The ding of the microwave that must be more expensive than her house made her jum for the second time.

She heard him switch a few more things until she had no choice but to look at the yellow cup -the Winnie the Pooh cup, she smiled inside- that the boy silently placed in front of her before sitting down in the same place as last night, another steaming cup in front of him.

His knuckles were white and when she looked at hers, gripping the mug like hot iron she noticed they were too.

This seemed to be their thing. Uncomfortably drinking, arguing, and more arguing followed by an even more awkward silence.

She let out a small thank you before taking a sip to fill the silence. She was so tense that she almost didn't notice the coffee melting her tongue.
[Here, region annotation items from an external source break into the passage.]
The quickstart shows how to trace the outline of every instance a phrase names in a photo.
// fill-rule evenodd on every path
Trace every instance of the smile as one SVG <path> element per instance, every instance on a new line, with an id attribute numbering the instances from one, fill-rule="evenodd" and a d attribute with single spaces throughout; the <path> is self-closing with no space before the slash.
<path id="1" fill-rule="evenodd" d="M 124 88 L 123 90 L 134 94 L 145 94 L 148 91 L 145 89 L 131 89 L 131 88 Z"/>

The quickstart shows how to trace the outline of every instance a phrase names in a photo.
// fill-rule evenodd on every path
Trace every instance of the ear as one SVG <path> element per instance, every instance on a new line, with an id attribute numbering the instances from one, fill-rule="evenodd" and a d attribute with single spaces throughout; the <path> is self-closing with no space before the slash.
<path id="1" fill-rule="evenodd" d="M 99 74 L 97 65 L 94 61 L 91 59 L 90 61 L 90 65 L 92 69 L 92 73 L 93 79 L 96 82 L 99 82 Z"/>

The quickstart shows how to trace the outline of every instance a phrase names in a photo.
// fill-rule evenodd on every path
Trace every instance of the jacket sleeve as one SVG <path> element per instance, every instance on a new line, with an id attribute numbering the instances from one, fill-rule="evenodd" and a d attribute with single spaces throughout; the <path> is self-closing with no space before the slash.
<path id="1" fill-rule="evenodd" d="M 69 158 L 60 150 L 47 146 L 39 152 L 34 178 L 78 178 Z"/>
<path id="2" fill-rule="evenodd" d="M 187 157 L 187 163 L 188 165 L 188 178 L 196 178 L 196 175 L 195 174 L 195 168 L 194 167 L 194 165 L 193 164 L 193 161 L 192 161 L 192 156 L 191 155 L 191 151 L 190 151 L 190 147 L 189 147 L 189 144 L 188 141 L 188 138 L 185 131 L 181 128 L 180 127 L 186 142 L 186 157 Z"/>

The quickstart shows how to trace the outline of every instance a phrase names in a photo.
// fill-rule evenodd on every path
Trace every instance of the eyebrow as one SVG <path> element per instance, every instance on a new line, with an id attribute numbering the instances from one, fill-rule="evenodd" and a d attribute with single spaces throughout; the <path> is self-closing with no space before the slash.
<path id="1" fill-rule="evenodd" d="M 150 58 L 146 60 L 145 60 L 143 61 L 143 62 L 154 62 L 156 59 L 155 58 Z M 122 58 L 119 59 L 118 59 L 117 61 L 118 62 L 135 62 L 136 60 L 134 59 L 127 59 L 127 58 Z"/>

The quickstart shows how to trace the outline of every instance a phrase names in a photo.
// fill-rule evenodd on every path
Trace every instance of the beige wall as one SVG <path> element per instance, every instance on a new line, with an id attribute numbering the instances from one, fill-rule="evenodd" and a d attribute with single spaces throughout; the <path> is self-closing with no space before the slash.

Although she couldn't taste anything, she couldn't help but recognize a familiar note of...

'Cinnamon?' she blurted out aloud looking at the cup. Hiccup looked up at her, raised eyebrows hiding in his disheveled attempt of bangs. It must have been a record or something because Haddock started babbling uncomfortably again.

She always had her coffee with cinnamon. They both knew it, although Astrid didn't know why Hiccup of all people knew it. Maybe she was just a paranoid lunatic who thought things too much, but anyway 'How did you know that-?"

"Oh! I take it with cinnamon too' His blush and his broken voice made her want to probe further, but she sensed a weight on her chest that she couldn't shake going further with each minute passing in the clock.

The flash of her house swarmed uncontrollably through her mind, a large figure and eyes watching her, following her everywhere. She squeezed her eyes shut and let the suddenly slow silence soothe her.

And she decided to look at him, because, why not?

At his cheeks dotted with flecks of freckles and pink, at his averted and startlingly embarrassed eyes and she thought… Maybe. Maybe one day she could take off that weight.

She didn't know how Hiccup Haddock fit in there somehow, but for now he didn't seem too bad.

She almost thought she caught a glimpse of a lanky, stooped teenager she used to saw in the halls. She smiled and took another short sip.

Hiccup cleared his throat then. He normally loved the silence, really, but under the scrutiny of the great miss perfect Hofferson he felt like crushing himself with a shoe.

He looked for a quick way out of a word he had never said before.

'School?'

Astrid woke up in the haze of her mind and glanced out the large window, the sun was beginning to scratch the mist and the clock was closer to o'clock.

Had it really been that long? Wow.

The girl smoothed her hair suddenly awake 'Yes, right, class'

'Don't want to be late, do you?

And then Astrid smiled at him. She really smiled at him, in that way that marked her strawberry lips and let her teeth show, and marked her little dimples and her almost invisible freckles that he saw well.

'Of course not, Hiccup. I take copilot'

And maybe, maybe she wasn't so bad, maybe this wasn't so bad and maybe he could forget that his cheeks were hot and that he was babbling like a idiot in more than he had in two years.

Maybe a schoolwork on stupid plants with Astrid Hofferson wasn't the worst thing that had ever happened to him.

And when he sat down again, this time in his car, with Miss Perfect strangely not not belonging in the passenger seat at his right, going through notes and books on her lap, of course, and scolding him because they were going to be late, he repeated each sentence in his head and started the car with a bang.

He decided to drive at full speed, to play a little, maybe to not make her late and definitely not to think that he had called him by his name.

'Belt's on?'

He thought he saw her smile 'Shut up'

But maybe it was almost impossible not to think about it.